Every Monday, I drop a weekly rundown of key financial events and data releases that matter for the Gold market. These are the big moves and trends you need to watch to stay ahead in the XAU/USD game.
The calendar structure:
Date
Country → Event
What the event is about
📰 Previous readings, forecasts etc.
🚨 Why it matters
🔴 Negative impact on Gold
🟢 Bullish impact on Gold
🟡 Mixed/neutral impact
Monday, February 24
🇩🇪 Germany’s IFO Business Climate Index
measures business sentiment in Germany based on a survey of ~9,000 companies across manufacturing, services, trade, and construction. It reflects how businesses view current conditions and their expectations for the next six months.
📰 Actual: steady at 85.2, worse than expected
🚨 Why it matters for Gold: The IFO Index gauges Germany’s economic health, impacting investor sentiment and, indirectly, Gold demand.
📈 Higher-than expected sentiment → economic strength → confidence in the broader Eurozone.
→ 🔴 Investors may favor riskier assets over Gold.
→ 🟡 A stronger Euro could pressure Gold prices.
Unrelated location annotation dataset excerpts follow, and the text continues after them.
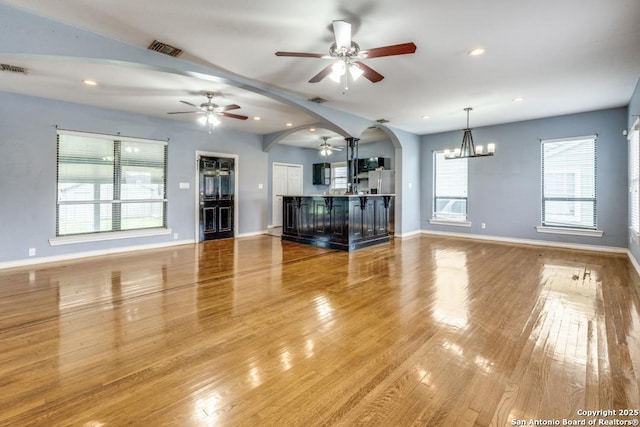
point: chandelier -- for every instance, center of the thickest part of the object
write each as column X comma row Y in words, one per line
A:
column 468, row 149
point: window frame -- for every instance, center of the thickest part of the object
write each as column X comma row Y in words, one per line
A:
column 118, row 199
column 435, row 219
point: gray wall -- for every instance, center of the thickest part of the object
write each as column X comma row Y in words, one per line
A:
column 505, row 190
column 28, row 171
column 307, row 157
column 632, row 114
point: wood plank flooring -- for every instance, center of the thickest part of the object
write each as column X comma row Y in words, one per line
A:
column 258, row 332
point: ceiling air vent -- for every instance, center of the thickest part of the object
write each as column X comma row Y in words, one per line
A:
column 164, row 48
column 318, row 100
column 13, row 69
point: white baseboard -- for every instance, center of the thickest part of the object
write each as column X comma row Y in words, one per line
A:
column 577, row 246
column 87, row 254
column 407, row 235
column 253, row 233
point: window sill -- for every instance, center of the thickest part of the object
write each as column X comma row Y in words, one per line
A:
column 99, row 237
column 570, row 231
column 436, row 221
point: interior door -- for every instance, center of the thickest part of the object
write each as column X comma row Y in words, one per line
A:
column 286, row 179
column 217, row 176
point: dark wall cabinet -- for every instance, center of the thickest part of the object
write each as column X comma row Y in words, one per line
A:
column 322, row 174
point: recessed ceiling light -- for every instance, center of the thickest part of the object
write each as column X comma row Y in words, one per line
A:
column 476, row 52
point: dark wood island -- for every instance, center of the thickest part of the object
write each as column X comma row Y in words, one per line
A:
column 342, row 222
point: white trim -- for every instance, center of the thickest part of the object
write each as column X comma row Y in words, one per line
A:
column 113, row 235
column 87, row 254
column 253, row 233
column 236, row 168
column 577, row 246
column 569, row 231
column 274, row 196
column 633, row 261
column 437, row 221
column 110, row 136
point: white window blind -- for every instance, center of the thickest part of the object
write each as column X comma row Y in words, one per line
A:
column 107, row 183
column 634, row 178
column 569, row 182
column 450, row 188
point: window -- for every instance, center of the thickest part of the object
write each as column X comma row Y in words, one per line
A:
column 339, row 176
column 108, row 183
column 450, row 188
column 634, row 178
column 569, row 182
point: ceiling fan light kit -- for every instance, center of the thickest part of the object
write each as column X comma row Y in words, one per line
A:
column 468, row 148
column 349, row 56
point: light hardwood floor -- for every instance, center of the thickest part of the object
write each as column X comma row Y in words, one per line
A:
column 256, row 332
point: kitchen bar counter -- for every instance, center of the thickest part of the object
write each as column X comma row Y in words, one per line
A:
column 343, row 222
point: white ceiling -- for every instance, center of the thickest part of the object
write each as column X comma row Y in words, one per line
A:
column 562, row 57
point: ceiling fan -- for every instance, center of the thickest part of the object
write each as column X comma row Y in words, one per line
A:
column 326, row 148
column 349, row 56
column 210, row 111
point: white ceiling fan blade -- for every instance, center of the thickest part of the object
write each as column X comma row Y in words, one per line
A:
column 342, row 33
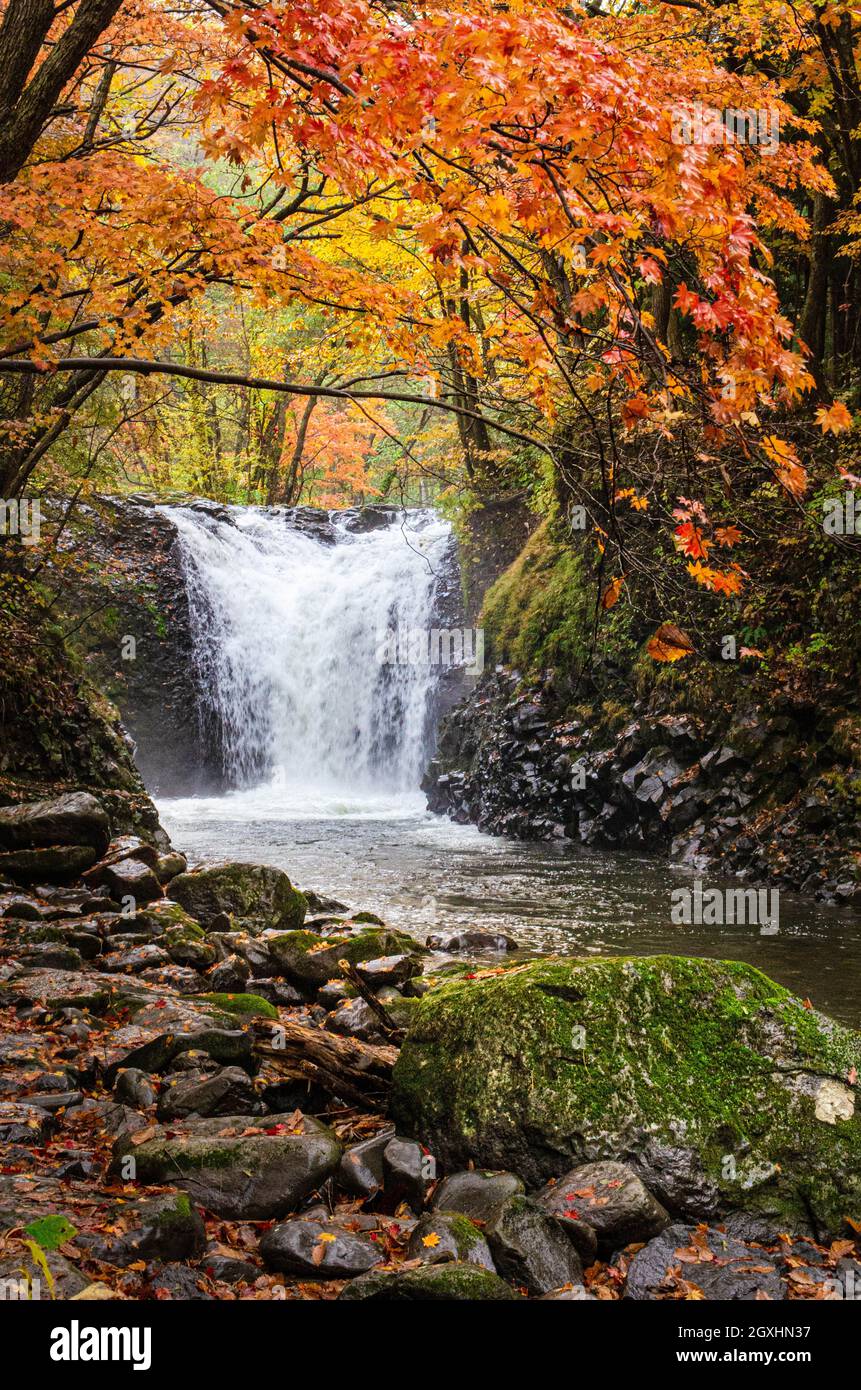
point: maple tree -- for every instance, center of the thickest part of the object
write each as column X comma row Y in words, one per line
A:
column 504, row 243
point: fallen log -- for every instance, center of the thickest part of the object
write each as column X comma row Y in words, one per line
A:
column 387, row 1023
column 358, row 1072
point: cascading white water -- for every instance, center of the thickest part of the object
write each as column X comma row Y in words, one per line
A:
column 290, row 645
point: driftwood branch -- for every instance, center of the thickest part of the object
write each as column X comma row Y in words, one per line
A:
column 373, row 1002
column 353, row 1070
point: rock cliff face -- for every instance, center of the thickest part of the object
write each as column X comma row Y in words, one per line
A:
column 57, row 733
column 128, row 608
column 125, row 602
column 765, row 794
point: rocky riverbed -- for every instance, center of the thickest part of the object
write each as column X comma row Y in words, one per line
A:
column 214, row 1086
column 772, row 795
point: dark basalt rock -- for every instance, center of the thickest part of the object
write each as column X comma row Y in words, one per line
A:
column 445, row 1236
column 433, row 1283
column 476, row 1193
column 608, row 1197
column 529, row 1248
column 77, row 819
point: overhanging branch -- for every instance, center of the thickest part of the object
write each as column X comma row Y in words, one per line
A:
column 150, row 367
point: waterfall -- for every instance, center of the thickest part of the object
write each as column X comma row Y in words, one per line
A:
column 290, row 616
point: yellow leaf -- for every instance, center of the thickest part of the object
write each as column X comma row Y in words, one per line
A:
column 669, row 644
column 833, row 420
column 611, row 595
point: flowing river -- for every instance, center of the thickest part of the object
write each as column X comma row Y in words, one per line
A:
column 324, row 741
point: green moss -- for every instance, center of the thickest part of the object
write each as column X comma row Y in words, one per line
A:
column 244, row 1005
column 466, row 1235
column 540, row 612
column 536, row 1069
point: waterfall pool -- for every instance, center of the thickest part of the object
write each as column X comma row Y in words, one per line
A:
column 327, row 741
column 388, row 855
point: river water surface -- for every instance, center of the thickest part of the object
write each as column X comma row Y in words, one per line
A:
column 326, row 745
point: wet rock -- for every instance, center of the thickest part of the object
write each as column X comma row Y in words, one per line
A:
column 444, row 1236
column 228, row 1266
column 476, row 1193
column 235, row 1173
column 608, row 1197
column 227, row 1091
column 529, row 1247
column 317, row 1250
column 25, row 1123
column 150, row 1228
column 710, row 1261
column 50, row 955
column 394, row 969
column 310, row 961
column 56, row 1101
column 178, row 1282
column 75, row 819
column 353, row 1019
column 334, row 993
column 134, row 1087
column 170, row 866
column 242, row 890
column 404, row 1172
column 134, row 961
column 559, row 1061
column 276, row 991
column 21, row 908
column 431, row 1283
column 360, row 1169
column 131, row 879
column 180, row 977
column 24, row 1273
column 230, row 976
column 60, row 863
column 166, row 1026
column 470, row 938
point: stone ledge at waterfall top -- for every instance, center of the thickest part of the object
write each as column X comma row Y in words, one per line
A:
column 721, row 1087
column 623, row 1102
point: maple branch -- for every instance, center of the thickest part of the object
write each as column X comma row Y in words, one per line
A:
column 148, row 367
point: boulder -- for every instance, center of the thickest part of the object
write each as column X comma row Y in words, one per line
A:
column 310, row 961
column 562, row 1062
column 476, row 1193
column 608, row 1197
column 228, row 1091
column 360, row 1169
column 529, row 1248
column 404, row 1172
column 431, row 1283
column 60, row 863
column 255, row 891
column 77, row 819
column 470, row 938
column 235, row 1168
column 700, row 1261
column 131, row 879
column 445, row 1236
column 317, row 1250
column 150, row 1228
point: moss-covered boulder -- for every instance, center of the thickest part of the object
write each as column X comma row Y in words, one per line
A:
column 234, row 1166
column 187, row 944
column 310, row 961
column 431, row 1283
column 719, row 1086
column 255, row 891
column 241, row 1005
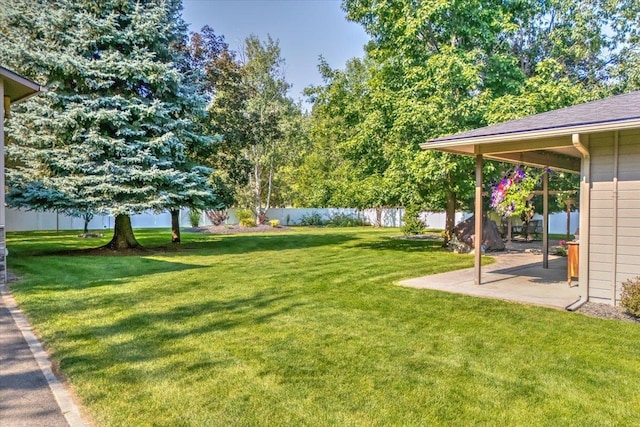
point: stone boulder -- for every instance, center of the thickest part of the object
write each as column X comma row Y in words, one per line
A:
column 491, row 239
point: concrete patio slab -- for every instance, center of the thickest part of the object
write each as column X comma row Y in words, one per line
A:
column 515, row 276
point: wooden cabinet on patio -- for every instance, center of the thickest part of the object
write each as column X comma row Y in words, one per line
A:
column 572, row 260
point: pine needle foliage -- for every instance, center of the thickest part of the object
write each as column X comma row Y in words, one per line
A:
column 115, row 130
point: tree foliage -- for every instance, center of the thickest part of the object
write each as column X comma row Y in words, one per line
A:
column 114, row 131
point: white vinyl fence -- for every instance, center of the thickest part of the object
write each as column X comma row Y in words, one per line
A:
column 19, row 220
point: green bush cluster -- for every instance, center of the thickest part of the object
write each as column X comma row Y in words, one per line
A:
column 194, row 217
column 345, row 220
column 631, row 296
column 245, row 218
column 314, row 219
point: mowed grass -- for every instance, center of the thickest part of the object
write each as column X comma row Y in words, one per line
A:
column 308, row 328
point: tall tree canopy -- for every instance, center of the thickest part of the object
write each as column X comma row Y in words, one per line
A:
column 259, row 125
column 441, row 67
column 115, row 131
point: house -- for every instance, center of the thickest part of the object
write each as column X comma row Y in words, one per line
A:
column 13, row 89
column 600, row 140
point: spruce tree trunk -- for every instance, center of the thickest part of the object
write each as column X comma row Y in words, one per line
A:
column 175, row 226
column 123, row 237
column 450, row 220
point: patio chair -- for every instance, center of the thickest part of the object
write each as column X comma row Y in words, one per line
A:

BUT if it weakens USD → support for Gold.
→ 🔴 Increased global risk appetite might boost the U.S. dollar.📉 Lower-than-expected sentiment → economic risks/a slowdown in Europe.
→ 🟢 Investors may seek safe-haven assets like Gold.
→ 🟢 Increases chances of a dovish monetary policy.→ 🟢 Might weaken the Euro, leading to a potential EUR/USD drop.
Tuesday, February 25
🇩🇪 Germany’s GDP Growth Rate QoQ/YoY Final
measures Germany’s economic performance:
QoQ: Compares GDP to the previous quarter (short-term growth).
YoY: Compares GDP to the same quarter last year (long-term trend).
📰 QoQ Previous: +0.1% | Forecast: -0.2%
YoY Previous: -0.3% | Forecast: -0.2%
🚨 Why these events matter for Gold: As the EU’s largest economy, Germany’s GDP impacts investor sentiment, ECB policy, and the euro, all of which influence Gold prices.
📈 Higher-than-expected GDP growth → economic strength.
→ 🔴 Reduces demand for Gold as investors shift to riskier assets.
→ 🟢 Supports the euro, which can weaken the U.S. dollar → Gold more affordable for international buyers.
→ 🔴 Raises the risk of ECB rate hikes → bonds and other interest-bearing investments more attractive compared to Gold.📉 Lower-than-expected GDP growth → underperforming economy → stagnation/recession concerns:
→ 🟢 Safe-haven demand increases.
→ 🔴 Weakens the euro, strengthening the dollar → lower demand as Gold becomes more expensive.
→ 🟢 Increases chances of ECB rate cuts → higher demand for the metal as a store of value.